Ash gives the boys advice on how to give oral sex, and how not to.
Nearly every page contains profanity, including “fuck,” “shit” and “dick.” There also are instances of “bitch,” “jizz” and “cooz.”
Wes masturbates into the sink on two occasions. Corey chastises Wes after the first occasion, for not rinsing all of his bio matter out of the sink.
One of the band’s favorite songs is titled, “If you love your dog so much, why don’t you fuck him.” The lyrics taunt the listener with the prospect of giving oral sex to a dog.
Blasphemous Exchanges
Wes, as narrator, has imaginary conversations with God that would be considered blasphemous in multiple monotheistic religions. For example, in one conversation, Wes imagines God apologizing to him for God’s prior actions.

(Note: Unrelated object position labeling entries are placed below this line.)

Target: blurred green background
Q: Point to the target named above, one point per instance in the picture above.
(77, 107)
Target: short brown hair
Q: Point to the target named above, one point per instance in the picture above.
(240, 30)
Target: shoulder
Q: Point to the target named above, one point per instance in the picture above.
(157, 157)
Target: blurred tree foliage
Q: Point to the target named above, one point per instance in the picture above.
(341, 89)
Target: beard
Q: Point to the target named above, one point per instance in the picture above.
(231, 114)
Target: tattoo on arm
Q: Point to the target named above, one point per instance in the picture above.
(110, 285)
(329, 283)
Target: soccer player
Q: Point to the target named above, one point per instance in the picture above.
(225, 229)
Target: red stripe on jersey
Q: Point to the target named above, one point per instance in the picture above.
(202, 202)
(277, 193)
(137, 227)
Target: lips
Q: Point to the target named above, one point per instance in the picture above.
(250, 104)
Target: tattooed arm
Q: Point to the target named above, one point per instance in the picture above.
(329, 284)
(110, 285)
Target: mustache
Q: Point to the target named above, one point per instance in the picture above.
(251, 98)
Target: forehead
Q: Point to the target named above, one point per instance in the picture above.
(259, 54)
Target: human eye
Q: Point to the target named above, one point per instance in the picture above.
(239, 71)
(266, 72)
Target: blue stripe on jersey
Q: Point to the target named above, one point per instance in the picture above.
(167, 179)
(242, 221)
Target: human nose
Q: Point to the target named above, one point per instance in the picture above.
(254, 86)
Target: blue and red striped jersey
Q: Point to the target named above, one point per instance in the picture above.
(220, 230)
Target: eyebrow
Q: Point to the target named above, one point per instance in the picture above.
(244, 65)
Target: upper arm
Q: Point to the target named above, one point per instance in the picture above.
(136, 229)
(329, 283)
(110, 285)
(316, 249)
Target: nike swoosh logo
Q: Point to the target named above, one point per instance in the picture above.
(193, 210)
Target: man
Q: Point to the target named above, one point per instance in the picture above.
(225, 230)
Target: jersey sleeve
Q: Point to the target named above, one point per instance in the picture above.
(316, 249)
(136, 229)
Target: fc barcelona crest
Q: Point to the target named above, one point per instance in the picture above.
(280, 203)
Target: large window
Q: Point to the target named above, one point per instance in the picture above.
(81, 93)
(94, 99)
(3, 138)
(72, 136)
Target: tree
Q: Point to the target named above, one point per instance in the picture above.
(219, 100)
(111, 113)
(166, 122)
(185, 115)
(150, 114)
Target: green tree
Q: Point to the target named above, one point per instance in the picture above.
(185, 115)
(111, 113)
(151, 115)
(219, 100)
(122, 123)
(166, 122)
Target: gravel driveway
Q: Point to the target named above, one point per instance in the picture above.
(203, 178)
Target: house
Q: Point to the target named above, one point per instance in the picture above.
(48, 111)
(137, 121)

“He was like, GUYS, MY BAD ABOUT ALL THAT STUFF BEFORE,” the book reads, describing an imaginary statement from God to Wes. “I’M SORRY ABOUT THE ASH-COREY HOOKUP SITUATION. I REALLY WAS ASLEEP AT THE WHEEL WITH THAT ONE.”
All three characters use the deity’s name as a profane word.
On two occasions, Corey gets so drunk that he vomits repeatedly.
The Parents
An anonymous member complained about “The Haters” in an Aug. 7 post to the Sweetwater #1 District Accountability Facebook group.
There were 22 comments on the post as of Wednesday, with most of them from outraged parents, but occasional counterpoints from people who compared the outrage to a book-banning effort.
“The school is not providing alcohol to our children, the school is not providing tobacco to our children, yet pornography is so terribly addictive, and it IS being provided to our children in the form of ‘literature,’” wrote one commenter, DonaJane Stauffer.
Chris Jereb, another commenter using apparent sarcasm, wrote, “Ban all the books!!!”
Jereb followed up with: “sorry I can’t take anything seriously when the (post) author hides behind the anonymous. If they have such a problem with it why hide.”
Sweetwater County School District No. 1 leadership did not immediately respond Wednesday to a Cowboy State Daily email seeking comment.